Advertisement

‘Chloe’ creates an odd triangle on and off-screen

Share

They make for a very unlikely trio of collaborators: Ivan Reitman, director and producer of blockbuster Hollywood comedies, art house director Atom Egoyan and Erin Cressida Wilson, writer of the cult hit “Secretary.” Yet, they have come together as producer, director and writer, respectively, on the dark, sexy thriller “Chloe,” which opens Friday.

Perhaps even more unusual than the collaboration itself is the genesis of the partnership: It started with “Ghostbusters” director Reitman, who first saw the French erotic thriller “Nathalie . . . ,” directed by Anne Fontaine, at the 2003 Toronto International Film Festival and became interested in pursuing a remake. He sought out Wilson to collaborate on the screenplay with the initial intention to direct the film himself.

The film tells the story of Catherine and David Stewart (Julianne Moore and Liam Neeson), a successful Toronto couple -- she’s an OB-GYN, he’s a music professor -- who have grown distant over their long marriage.

Concerned that her husband might be cheating, Catherine hires a call girl, Chloe (Amanda Seyfried), to see if he can be seduced. Implicitly understanding that the wife wants more than knowledge of unfaithfulness, Chloe begins to tell Catherine intimate details of liaisons with David. When Catherine attempts to pull back from the arrangement, Chloe pursues her son, entangling them all in a web of jealousy and obsession that will have irreparable consequences.

“I’ve been married a long time, and I think sexuality in marriage, particularly long-term marriages, is an interesting subject that we almost barely touch in Hollywood,” Reitman said. “And I was looking for an interesting movie to direct that was really different than anything I had done previously in my career. So, I thought, ‘Let’s see where this can go.’ ”

But as the project progressed over a number of years, Reitman realized he might not be the best director for the job. He turned to Egoyan, director of “Exotica” and the powerful drama “The Sweet Hereafter,” to take on the project.

“It was really just a sense of, ‘Yes, I could do this movie, but this guy’s going to do a better job than me,’ ” Reitman said. “It’s so much more in his wheelhouse than mine, and as tempted as I was to try something like that, I guess my instincts as a producer sort of took over, and I felt like the actors and what they’d have to do for the film would be more comfortable with him directing than me directing.”

The film maps the icy remove of Egoyan’s sensibility onto the structure of an overheated erotic thriller.

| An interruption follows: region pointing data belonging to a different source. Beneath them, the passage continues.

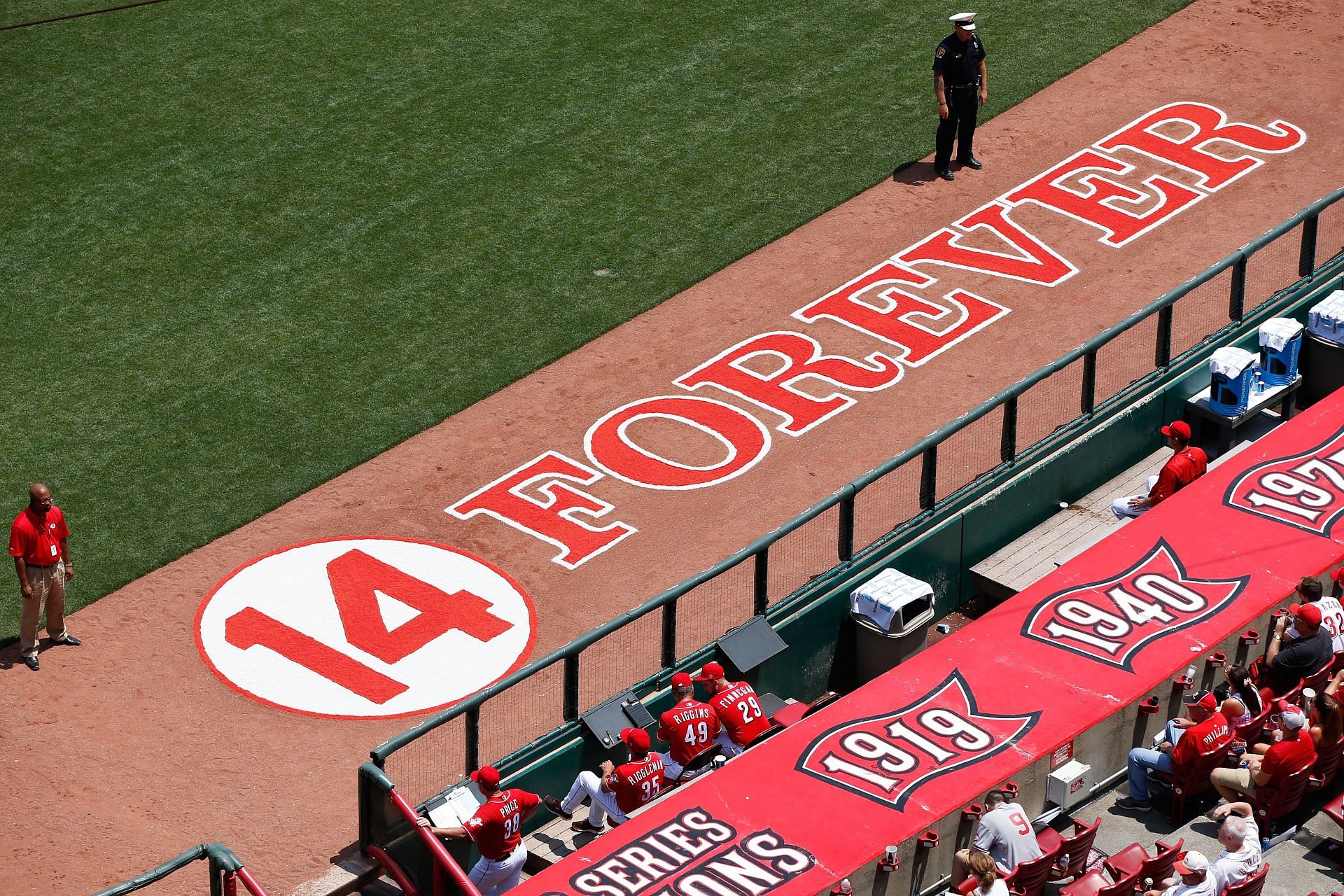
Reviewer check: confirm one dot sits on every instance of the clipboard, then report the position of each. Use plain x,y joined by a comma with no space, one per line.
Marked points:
452,808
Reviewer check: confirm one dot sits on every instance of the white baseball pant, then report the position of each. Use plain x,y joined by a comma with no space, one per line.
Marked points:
495,879
1120,507
601,804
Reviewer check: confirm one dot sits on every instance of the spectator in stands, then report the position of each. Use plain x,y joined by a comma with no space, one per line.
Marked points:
1004,833
498,832
1332,613
1326,720
1196,879
690,727
620,790
1186,465
1242,701
1240,836
988,879
1182,742
1287,663
1288,757
737,707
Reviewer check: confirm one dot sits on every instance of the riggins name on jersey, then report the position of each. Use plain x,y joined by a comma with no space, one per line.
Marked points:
692,713
695,855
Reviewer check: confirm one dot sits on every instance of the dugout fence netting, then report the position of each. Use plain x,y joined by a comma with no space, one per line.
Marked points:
1022,424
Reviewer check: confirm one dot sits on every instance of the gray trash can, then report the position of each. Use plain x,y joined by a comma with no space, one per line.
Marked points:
892,613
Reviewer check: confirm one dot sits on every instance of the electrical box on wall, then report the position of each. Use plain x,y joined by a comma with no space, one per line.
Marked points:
1069,785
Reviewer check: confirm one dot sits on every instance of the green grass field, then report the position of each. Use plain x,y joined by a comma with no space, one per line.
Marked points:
245,246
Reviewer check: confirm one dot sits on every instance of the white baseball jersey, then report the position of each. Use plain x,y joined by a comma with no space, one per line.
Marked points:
1332,620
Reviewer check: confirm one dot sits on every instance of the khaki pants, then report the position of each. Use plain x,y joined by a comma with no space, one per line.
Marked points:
49,587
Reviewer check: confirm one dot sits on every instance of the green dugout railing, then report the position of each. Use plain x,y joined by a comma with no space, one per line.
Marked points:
904,492
226,872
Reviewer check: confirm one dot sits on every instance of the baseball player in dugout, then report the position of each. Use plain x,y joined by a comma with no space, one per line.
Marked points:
620,790
690,727
960,86
737,707
39,545
498,832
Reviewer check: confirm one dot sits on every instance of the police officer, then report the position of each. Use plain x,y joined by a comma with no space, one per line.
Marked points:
958,76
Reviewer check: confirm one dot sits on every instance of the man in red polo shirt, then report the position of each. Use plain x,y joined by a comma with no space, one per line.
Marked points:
1186,465
738,708
39,545
1292,754
498,832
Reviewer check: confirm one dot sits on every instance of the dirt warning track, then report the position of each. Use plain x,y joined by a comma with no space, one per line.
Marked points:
650,454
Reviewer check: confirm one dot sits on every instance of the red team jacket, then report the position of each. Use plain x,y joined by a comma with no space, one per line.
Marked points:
690,727
739,713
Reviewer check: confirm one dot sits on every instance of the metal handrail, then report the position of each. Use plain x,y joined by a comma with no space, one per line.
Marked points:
222,862
844,496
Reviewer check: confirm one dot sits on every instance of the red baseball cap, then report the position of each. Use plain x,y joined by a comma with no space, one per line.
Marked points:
487,777
636,739
711,672
1180,429
1308,613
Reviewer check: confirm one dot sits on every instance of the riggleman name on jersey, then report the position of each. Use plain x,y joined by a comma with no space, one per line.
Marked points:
1113,620
1304,491
695,855
888,758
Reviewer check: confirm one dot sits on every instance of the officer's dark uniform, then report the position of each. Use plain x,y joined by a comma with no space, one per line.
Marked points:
958,62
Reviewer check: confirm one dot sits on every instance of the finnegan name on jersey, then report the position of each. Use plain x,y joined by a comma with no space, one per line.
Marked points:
691,715
753,865
730,696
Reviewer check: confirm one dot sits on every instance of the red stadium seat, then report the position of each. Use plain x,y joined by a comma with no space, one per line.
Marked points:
1252,886
1280,798
1327,763
1135,862
1339,663
1250,731
1191,780
1335,809
1072,850
1028,879
1096,884
1317,680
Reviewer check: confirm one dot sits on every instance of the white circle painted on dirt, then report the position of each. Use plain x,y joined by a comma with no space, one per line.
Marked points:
365,628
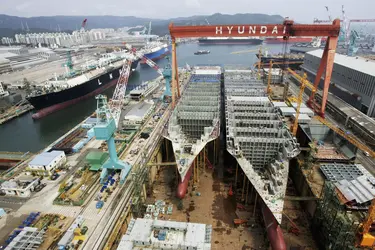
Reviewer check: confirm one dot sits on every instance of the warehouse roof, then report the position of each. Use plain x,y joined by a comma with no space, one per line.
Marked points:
45,158
357,63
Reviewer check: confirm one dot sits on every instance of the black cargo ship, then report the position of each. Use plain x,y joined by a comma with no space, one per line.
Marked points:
47,103
293,60
230,40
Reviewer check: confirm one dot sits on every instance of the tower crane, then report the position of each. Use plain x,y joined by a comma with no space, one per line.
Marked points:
352,48
83,25
69,64
108,117
304,83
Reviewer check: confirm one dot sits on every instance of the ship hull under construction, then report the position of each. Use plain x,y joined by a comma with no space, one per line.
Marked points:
195,121
261,144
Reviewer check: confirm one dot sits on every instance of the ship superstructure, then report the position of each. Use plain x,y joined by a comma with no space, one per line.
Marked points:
94,77
196,119
155,50
257,137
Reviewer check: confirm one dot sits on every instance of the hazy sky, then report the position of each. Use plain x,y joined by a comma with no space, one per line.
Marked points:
300,10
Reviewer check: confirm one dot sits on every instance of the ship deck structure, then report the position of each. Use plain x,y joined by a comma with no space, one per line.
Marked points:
257,137
195,120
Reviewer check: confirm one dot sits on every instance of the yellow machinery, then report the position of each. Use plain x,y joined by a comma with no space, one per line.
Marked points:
85,176
348,137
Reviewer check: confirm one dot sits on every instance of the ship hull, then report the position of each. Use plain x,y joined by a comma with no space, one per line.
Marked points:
51,102
230,42
161,53
277,40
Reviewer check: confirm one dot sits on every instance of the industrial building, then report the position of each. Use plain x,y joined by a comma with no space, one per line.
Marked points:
353,79
46,162
21,187
159,234
28,238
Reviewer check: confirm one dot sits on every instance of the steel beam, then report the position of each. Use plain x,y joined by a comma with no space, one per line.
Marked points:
245,30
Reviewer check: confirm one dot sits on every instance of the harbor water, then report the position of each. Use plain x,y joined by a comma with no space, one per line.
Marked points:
25,134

By playing it straight-faced, “Chloe” manages to be insightful and alluring while also unafraid to be slightly ridiculous -- imagine a 1990s Michael Douglas thriller with Julianne Moore cast as Michael Douglas.

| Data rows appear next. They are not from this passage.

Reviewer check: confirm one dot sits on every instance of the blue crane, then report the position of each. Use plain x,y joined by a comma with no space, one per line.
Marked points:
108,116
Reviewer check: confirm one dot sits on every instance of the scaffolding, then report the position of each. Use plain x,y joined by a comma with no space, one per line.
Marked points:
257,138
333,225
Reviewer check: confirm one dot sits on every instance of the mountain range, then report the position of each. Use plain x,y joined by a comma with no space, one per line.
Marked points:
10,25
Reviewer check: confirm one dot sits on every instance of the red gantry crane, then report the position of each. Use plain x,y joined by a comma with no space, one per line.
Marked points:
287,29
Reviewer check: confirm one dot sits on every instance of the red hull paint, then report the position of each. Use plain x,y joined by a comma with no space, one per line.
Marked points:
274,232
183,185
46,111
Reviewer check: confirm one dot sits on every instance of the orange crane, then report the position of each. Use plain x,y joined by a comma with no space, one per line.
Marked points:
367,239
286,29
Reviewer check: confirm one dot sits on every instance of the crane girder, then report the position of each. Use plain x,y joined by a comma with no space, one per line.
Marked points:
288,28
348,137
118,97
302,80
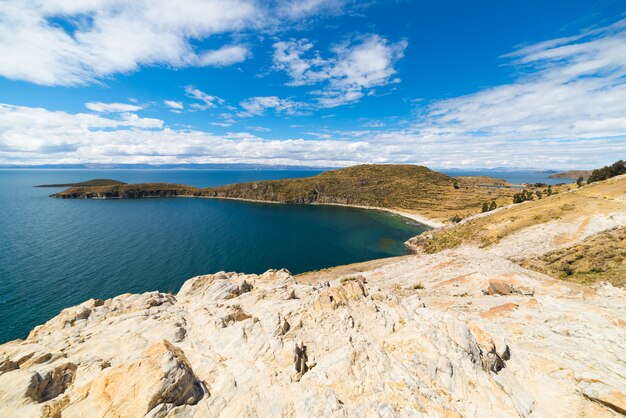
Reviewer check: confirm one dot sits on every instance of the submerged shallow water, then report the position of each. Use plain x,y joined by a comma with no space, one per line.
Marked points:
56,253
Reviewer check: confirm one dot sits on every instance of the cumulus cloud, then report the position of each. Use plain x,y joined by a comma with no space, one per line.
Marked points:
569,89
111,107
227,55
207,101
59,42
355,68
172,104
256,106
302,8
566,109
36,135
55,42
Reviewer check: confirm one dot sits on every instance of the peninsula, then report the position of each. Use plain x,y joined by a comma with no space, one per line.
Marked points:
407,189
89,183
498,315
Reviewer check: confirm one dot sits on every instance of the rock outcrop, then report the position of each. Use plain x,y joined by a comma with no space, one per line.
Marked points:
465,332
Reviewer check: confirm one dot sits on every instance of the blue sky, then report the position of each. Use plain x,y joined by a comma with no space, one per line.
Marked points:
537,84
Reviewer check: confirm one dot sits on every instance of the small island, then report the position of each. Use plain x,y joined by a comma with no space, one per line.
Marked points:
411,190
89,183
571,174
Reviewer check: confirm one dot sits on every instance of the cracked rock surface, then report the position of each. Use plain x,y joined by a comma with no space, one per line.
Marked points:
465,332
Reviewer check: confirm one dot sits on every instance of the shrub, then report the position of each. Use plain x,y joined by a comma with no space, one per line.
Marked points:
608,171
522,196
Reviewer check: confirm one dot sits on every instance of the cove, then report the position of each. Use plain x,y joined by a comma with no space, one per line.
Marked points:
57,253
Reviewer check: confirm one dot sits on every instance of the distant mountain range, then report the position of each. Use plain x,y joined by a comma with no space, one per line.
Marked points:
233,166
227,166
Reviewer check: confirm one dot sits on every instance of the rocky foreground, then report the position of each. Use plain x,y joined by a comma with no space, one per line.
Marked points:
460,333
465,331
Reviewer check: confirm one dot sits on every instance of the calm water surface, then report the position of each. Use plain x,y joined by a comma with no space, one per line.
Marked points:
56,253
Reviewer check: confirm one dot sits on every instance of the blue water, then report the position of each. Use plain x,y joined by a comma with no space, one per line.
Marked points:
56,253
514,177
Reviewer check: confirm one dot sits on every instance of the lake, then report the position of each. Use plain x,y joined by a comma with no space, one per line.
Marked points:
56,253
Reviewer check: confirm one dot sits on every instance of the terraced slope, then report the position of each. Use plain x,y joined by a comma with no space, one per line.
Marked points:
409,188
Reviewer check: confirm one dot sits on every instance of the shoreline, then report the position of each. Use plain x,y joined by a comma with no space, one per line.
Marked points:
430,223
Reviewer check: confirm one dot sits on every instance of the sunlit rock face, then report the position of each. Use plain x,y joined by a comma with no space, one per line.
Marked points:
458,333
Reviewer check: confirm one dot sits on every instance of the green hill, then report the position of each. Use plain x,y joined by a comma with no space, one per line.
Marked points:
409,188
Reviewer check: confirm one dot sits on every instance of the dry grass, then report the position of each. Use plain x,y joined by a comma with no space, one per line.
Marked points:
601,257
598,198
408,188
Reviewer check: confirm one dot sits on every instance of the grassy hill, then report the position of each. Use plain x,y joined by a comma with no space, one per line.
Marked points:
409,188
597,257
89,183
571,174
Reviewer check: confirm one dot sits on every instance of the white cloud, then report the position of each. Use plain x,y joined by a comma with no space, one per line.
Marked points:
113,36
111,107
355,69
570,89
35,135
566,110
207,100
256,106
172,104
301,8
61,42
227,55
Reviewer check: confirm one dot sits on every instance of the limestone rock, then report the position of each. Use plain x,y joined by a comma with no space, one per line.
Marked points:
162,376
371,344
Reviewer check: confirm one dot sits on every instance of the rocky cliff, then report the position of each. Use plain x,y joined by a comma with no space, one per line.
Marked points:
410,188
466,331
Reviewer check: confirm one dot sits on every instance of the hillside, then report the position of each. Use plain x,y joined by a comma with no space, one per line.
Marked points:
464,332
571,174
556,235
409,188
89,183
471,325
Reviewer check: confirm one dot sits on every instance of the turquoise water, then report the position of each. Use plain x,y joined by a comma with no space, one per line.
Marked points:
56,253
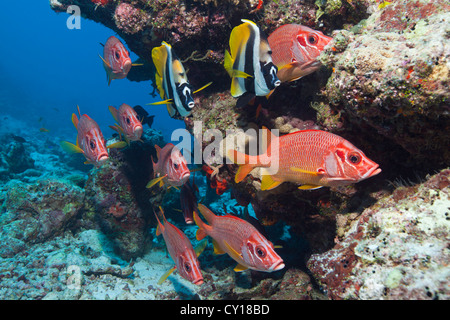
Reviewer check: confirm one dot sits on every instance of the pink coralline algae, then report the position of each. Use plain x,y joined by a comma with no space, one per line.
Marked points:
396,249
130,19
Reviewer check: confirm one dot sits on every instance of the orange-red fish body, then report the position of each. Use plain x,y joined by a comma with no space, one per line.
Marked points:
181,251
90,139
188,202
171,165
313,158
128,121
240,239
295,49
116,59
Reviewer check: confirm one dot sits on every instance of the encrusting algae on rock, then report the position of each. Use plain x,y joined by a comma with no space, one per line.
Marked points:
381,83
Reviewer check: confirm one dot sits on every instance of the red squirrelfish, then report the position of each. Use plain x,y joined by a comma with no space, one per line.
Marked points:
295,49
313,158
116,59
188,201
171,167
240,239
181,251
128,123
90,141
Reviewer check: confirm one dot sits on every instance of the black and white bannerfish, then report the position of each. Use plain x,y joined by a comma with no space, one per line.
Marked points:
249,62
172,83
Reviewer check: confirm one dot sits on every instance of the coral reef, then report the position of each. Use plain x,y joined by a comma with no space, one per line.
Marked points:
34,213
395,249
118,200
391,75
383,86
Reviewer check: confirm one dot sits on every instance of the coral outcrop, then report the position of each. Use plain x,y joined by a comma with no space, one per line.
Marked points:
34,213
396,249
118,199
391,75
383,86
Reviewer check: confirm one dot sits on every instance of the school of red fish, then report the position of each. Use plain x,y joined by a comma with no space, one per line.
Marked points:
257,65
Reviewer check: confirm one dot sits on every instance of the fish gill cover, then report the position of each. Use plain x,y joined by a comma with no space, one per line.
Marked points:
377,98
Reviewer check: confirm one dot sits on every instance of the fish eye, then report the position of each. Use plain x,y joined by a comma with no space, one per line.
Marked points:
354,158
312,39
260,251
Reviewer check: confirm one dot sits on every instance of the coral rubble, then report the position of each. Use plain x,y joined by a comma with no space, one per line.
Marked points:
396,249
383,86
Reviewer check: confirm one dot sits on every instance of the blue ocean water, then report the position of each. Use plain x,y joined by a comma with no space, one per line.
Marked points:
46,70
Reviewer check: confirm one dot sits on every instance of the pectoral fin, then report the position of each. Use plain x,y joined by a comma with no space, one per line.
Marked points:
200,247
166,275
268,183
161,102
70,147
233,253
217,249
240,268
305,171
205,86
309,187
118,145
155,181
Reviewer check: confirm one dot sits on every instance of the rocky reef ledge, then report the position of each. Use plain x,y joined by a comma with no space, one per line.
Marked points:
383,86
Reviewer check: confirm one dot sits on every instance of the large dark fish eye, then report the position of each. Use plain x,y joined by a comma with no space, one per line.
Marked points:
312,39
354,158
260,251
92,144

“If all she wanted was information, she could have hired a detective,” Egoyan said of the deeper motivations behind the actions of Moore’s character. “She’s not sure what she wants, but once she begins to hear it, there is something both lurid and exciting but weirdly punishing as well.”

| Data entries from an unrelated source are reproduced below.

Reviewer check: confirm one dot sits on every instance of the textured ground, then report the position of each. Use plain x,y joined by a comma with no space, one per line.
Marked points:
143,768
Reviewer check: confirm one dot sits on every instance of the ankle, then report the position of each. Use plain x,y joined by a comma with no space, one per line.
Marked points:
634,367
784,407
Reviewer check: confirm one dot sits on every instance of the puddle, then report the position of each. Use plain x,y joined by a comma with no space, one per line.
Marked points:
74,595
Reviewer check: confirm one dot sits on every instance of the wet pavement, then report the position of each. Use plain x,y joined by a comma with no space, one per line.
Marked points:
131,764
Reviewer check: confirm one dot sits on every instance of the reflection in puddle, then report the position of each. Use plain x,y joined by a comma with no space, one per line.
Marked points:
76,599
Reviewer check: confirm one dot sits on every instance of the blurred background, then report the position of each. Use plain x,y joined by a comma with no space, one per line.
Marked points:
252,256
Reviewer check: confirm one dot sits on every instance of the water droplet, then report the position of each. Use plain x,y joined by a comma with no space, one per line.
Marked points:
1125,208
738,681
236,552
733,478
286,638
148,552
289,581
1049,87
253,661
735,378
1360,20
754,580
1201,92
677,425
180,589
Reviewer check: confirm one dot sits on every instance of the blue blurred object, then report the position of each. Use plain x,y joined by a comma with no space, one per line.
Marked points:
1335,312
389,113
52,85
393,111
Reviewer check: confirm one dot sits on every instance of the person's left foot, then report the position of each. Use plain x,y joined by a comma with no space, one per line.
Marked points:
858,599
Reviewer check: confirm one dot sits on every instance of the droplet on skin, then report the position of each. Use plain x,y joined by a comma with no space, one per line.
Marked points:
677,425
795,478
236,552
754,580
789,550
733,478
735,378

“I thought it was a fun challenge to bring a character study to a piece of pop entertainment,” Wilson added. “The film is about paranoia that builds between four different people, but my hope is it’s actually fun and salacious and sexy and scary as much as it is thoughtful and deep and occasionally funny.

“My joke is I was Chloe when I started and I ended up as Catherine by the time I was done.”

Wilson’s original screenplay was set in San Francisco, but when Egoyan came aboard, it was transposed to Toronto.

Shooting Toronto as Toronto, being able to show off some of the city’s notable contemporary architecture in ways that can’t be done when the city so frequently acts as a stand-in for other locations, was particularly intriguing for Egoyan.

“In a way,” Egoyan said, “given what the film is about, at the level of metaphor it’s interesting because Toronto is a prostitute, as a city very often it pretends to be New York or Chicago or San Francisco. So it’s interesting that since this is a film about that, that in fact the city becomes a character.”

In a flip of the typical tropes of the erotic thriller, “Chloe” focuses on a woman coming to grips with her own diminishing sense of being desired, something of a female anxiety variation on male virility issues, providing a rarely glimpsed window onto marriage, aging and sexuality.

Though it would be facile to do so, the film could even be read as somehow pro-adultery, or at least as suggesting that sometimes long-term relationships need something to jolt them from their everyday complacency.

“I think of it as pro-communication, pro-fantasy and pro-intimacy,” countered Wilson. “No matter what age we are, we still have desires, and marriages aren’t just still things. They are growing organisms that change, and they go through these terrible times sometimes and we get through them or sometimes we don’t. And people do the darndest things.”